With oxygen, hydrogen, nitrogen,--all-- No gas can resist his imperative call-- He'll solidify, liquefy, or turn into ice; Or all of them re-convert, back in a trice.
Amid oxides and alkalies, bromides and salts, He makes them all dance in a chemical waltz; And however much he with acids may play, There's never a drop stains his pure mortal clay.
He well knows what things will affect one another; What acts as an enemy, and what as a brother; He feels quite at home with all chemic affinities, And treats them respectfully, as mystic Divinities.
His wisdom is spread from far Texas to Maine; For thousands on thousands have heard him explain The secrets of Nature, and all her arcana, From the youth of the Gulf, to the youth of Montana.

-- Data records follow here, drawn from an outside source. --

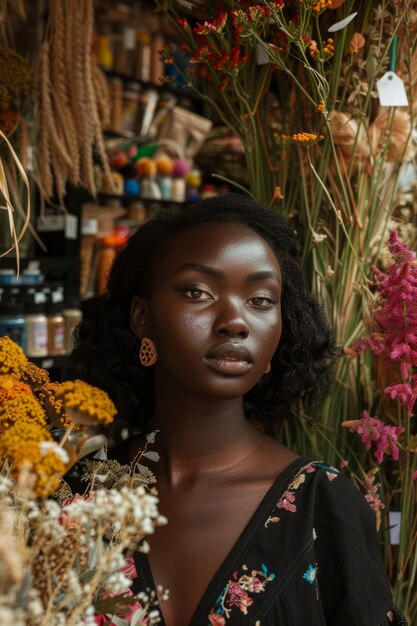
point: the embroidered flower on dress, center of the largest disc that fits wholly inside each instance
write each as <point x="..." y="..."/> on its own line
<point x="310" y="574"/>
<point x="236" y="594"/>
<point x="286" y="502"/>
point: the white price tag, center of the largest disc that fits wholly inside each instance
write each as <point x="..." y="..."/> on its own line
<point x="343" y="23"/>
<point x="394" y="521"/>
<point x="71" y="224"/>
<point x="391" y="91"/>
<point x="129" y="38"/>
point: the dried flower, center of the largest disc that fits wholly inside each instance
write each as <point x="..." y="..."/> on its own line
<point x="35" y="376"/>
<point x="28" y="445"/>
<point x="396" y="315"/>
<point x="17" y="389"/>
<point x="303" y="139"/>
<point x="53" y="406"/>
<point x="23" y="408"/>
<point x="16" y="78"/>
<point x="356" y="43"/>
<point x="13" y="360"/>
<point x="85" y="403"/>
<point x="374" y="431"/>
<point x="372" y="496"/>
<point x="321" y="5"/>
<point x="212" y="27"/>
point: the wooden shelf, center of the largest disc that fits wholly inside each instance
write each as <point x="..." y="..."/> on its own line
<point x="178" y="90"/>
<point x="126" y="199"/>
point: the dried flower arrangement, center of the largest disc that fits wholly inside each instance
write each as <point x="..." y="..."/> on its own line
<point x="297" y="84"/>
<point x="65" y="557"/>
<point x="73" y="101"/>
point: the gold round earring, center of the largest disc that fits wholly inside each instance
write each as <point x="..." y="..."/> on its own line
<point x="147" y="354"/>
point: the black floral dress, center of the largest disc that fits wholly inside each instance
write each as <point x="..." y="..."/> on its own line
<point x="308" y="557"/>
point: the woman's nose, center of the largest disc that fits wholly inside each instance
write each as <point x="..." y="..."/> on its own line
<point x="230" y="320"/>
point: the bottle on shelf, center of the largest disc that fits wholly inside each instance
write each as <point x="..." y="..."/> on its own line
<point x="36" y="325"/>
<point x="56" y="323"/>
<point x="72" y="315"/>
<point x="143" y="56"/>
<point x="13" y="322"/>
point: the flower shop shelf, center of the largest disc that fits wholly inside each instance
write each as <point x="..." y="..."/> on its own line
<point x="178" y="90"/>
<point x="147" y="202"/>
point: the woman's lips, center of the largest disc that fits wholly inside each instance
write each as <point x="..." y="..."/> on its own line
<point x="228" y="366"/>
<point x="229" y="358"/>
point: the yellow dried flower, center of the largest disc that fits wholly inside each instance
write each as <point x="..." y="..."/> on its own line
<point x="303" y="139"/>
<point x="86" y="403"/>
<point x="13" y="360"/>
<point x="31" y="446"/>
<point x="16" y="390"/>
<point x="53" y="406"/>
<point x="23" y="408"/>
<point x="35" y="376"/>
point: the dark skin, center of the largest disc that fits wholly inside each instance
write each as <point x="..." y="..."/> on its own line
<point x="217" y="289"/>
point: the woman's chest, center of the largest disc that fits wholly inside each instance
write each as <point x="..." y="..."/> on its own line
<point x="203" y="529"/>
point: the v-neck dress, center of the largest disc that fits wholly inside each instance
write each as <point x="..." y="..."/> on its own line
<point x="309" y="556"/>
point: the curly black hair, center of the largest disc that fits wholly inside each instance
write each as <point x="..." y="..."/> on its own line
<point x="106" y="350"/>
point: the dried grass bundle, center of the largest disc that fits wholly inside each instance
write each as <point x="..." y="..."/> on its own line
<point x="74" y="100"/>
<point x="389" y="132"/>
<point x="8" y="205"/>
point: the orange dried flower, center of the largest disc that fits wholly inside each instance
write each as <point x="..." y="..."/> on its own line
<point x="29" y="446"/>
<point x="85" y="403"/>
<point x="13" y="360"/>
<point x="35" y="376"/>
<point x="16" y="390"/>
<point x="23" y="408"/>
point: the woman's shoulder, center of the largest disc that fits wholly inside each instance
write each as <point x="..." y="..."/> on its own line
<point x="324" y="487"/>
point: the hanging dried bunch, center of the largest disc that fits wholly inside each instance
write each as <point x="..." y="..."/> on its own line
<point x="73" y="100"/>
<point x="390" y="132"/>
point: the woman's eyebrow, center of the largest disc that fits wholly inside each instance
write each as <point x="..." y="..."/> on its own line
<point x="263" y="275"/>
<point x="198" y="267"/>
<point x="213" y="271"/>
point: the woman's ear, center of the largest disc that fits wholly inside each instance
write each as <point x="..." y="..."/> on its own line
<point x="139" y="317"/>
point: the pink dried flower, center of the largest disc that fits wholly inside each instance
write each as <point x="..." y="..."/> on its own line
<point x="216" y="26"/>
<point x="372" y="495"/>
<point x="374" y="431"/>
<point x="396" y="316"/>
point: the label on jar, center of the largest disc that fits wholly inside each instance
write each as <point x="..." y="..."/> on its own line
<point x="59" y="338"/>
<point x="40" y="337"/>
<point x="37" y="338"/>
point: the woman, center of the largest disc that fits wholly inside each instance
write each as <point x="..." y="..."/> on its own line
<point x="207" y="322"/>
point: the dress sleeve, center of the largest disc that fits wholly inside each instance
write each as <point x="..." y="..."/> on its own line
<point x="353" y="583"/>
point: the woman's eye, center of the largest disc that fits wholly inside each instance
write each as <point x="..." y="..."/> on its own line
<point x="195" y="294"/>
<point x="263" y="302"/>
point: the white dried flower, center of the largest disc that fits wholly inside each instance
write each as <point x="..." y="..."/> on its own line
<point x="52" y="446"/>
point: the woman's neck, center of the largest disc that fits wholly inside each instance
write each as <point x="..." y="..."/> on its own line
<point x="199" y="437"/>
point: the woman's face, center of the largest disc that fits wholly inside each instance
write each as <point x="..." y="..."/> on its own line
<point x="215" y="309"/>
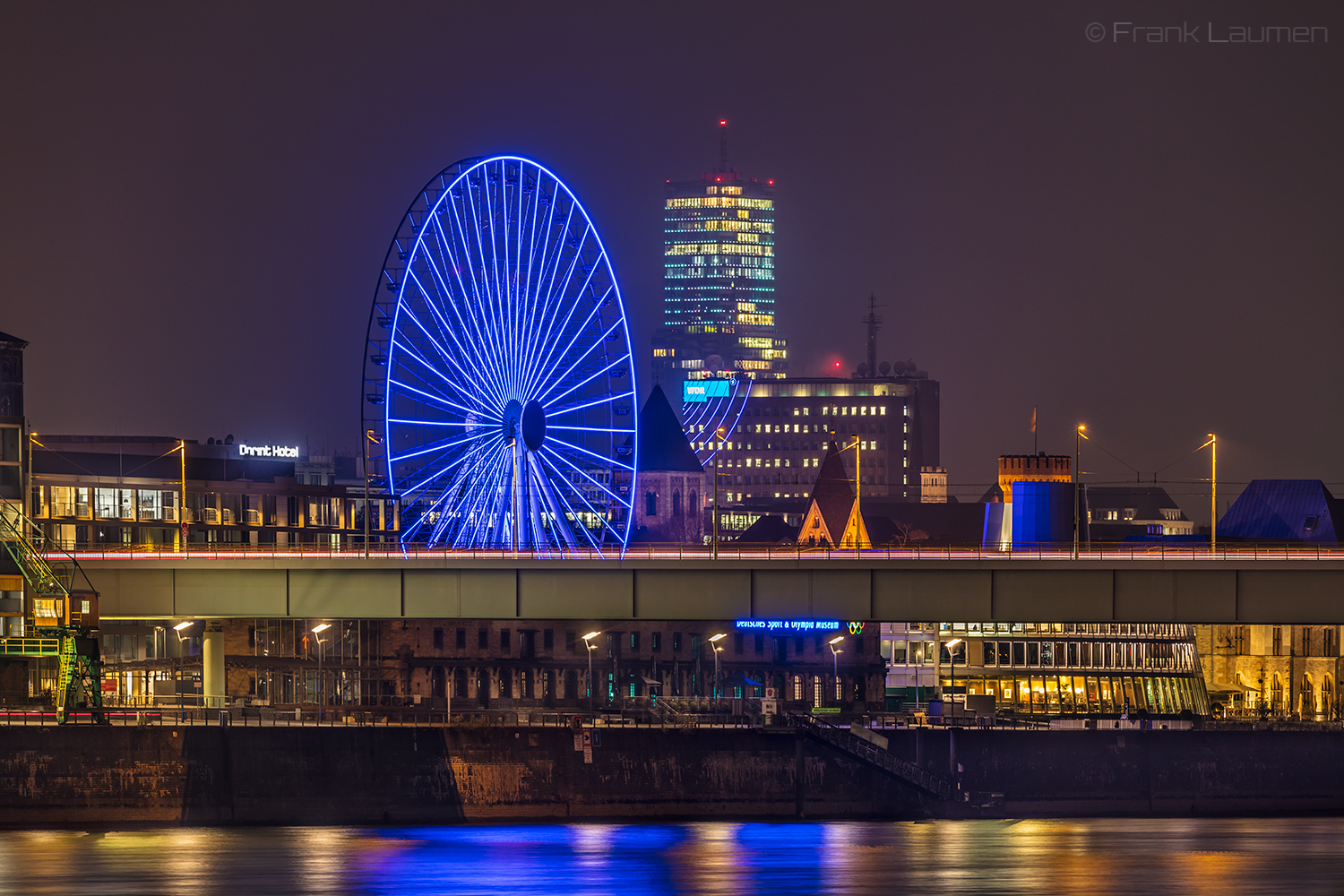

In Paris, Doremus may compress'd powder compound, Or, at home, wrap the Obelisk with paraffine round; Or may treat Toxicology ever anew, To enrich the bright students of famous Bellevue.
He believes in the spirits of all physical things, And can make them fly round as if they had wings; But ask him to show you the Spirit of Man-- He hesitates slightly, saying, "See!--if you can." Wherever he comes there always is cheer; If absent, you miss him; you're glad when he's near; His voice is a trumpet that stirreth the blood; You feel that he's cheery, and you know that he's good.
No doors in the city have swung open so wide, To artists at home, and to those o'er the tide; As, to Mario, Sontag, Badiali, Marini, To Nilsson and Phillips, Rachel and Salvini.
Much, much does he owe, for the grace of his life, To the influence ever of his beautiful wife; She, so grand and so stately, so true and so kind, So lovely in person and so charming in mind! I had the pleasure of being well acquainted with Mr.Charles H.Webb, a truly funny "funny man," who had homes in New York and Nantucket.
His slight stutter only added to the effect of his humorous talk.

His letters to the New York _Tribune_ from Long Branch, Saratoga, etc., were widely read.